I didn't know that NUST had their own medical college. :!:
Has it been constructed? Where is it located and what is it called? And what hospitals would be attached to it? Lol too many questions Hope so that someone could answer. But I didn't find anything about their college on the internet.


----------



## sniper-at-2oclock (Sep 9, 2015)

Ok so that's great news if they are taking their own test. NUMS( national university of medical sciences)(do not confuse with nust) is going to be a university, my brother is in amc he told me that amc,cmh lahore and cmh quetta will be its constituent colleges. He said that the national assembly has passed the bill for the uni and primeminister has to sign it or something like that. But i didnt think it would be this quick. Amc is currently affiliated with nust, nust is going to construct it's own medical college at H12 campus but that's only in the construction phase . So lets hope cmh lahore takes its test and give it full 50% weightage. The only bummer is that the sat based students increased admission merit to high 80ies i think 86% ( confirm it ) last year. Fsc students like me have a disadvantage here. Lets hope they make an easier test as compared to sat2 so we can raise our aggregates. Cheers !


----------



## Feline (Jan 14, 2014)

sniper-at-2oclock said:


> Ok so that's great news if they are taking their own test. NUMS( national university of medical sciences)(do not confuse with nust) is going to be a university, my brother is in amc he told me that amc,cmh lahore and cmh quetta will be its constituent colleges. He said that the national assembly has passed the bill for the uni and primeminister has to sign it or something like that. But i didnt think it would be this quick.

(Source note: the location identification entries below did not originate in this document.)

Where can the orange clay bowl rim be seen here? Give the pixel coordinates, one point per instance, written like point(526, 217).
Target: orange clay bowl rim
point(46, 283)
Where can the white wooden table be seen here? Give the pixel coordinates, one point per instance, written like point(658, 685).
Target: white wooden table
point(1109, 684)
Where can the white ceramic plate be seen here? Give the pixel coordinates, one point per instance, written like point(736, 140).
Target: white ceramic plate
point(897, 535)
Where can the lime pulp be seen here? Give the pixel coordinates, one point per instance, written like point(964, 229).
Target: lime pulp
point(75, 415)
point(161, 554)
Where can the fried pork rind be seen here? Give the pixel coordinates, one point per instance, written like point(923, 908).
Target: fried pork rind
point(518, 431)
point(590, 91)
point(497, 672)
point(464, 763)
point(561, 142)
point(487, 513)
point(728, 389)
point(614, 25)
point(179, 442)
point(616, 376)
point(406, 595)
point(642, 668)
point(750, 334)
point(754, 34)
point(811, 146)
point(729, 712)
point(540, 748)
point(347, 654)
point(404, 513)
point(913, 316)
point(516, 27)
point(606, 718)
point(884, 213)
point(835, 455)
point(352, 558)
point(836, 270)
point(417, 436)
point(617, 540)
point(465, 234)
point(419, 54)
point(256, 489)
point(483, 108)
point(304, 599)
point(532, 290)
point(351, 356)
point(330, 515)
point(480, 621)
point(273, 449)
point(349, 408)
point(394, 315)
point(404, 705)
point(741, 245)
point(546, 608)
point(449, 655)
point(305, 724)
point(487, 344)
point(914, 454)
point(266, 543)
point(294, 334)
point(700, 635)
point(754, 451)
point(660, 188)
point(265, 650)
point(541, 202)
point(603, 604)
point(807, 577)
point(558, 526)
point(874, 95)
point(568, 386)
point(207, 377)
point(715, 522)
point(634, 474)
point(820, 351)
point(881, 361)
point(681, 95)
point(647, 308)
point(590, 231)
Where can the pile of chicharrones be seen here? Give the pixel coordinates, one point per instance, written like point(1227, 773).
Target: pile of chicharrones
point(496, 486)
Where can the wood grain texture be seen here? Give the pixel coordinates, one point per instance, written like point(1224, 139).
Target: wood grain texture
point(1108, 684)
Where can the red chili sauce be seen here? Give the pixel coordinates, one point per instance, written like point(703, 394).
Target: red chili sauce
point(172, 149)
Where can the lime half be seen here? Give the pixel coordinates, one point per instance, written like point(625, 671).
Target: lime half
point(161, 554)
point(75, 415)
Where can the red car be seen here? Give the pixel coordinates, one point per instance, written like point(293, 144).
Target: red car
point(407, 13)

Amc is currently affiliated with nust, nust is going to construct it's own medical college at H12 campus but that's only in the construction phase . So lets hope cmh lahore takes its test and give it full 50% weightage. The only bummer is that the sat based students increased admission merit to high 80ies i think 86% ( confirm it ) last year. Fsc students like me have a disadvantage here. Lets hope they make an easier test as compared to sat2 so we can raise our aggregates. Cheers !


What will happen to the NUST candidates in AMC while NUST builds their new college? Will they get the new NUMS degree or will the NUST candidates continue to get NUST degrees?

Does your brother know when the NUST medical college will be completed? Like, near or far future?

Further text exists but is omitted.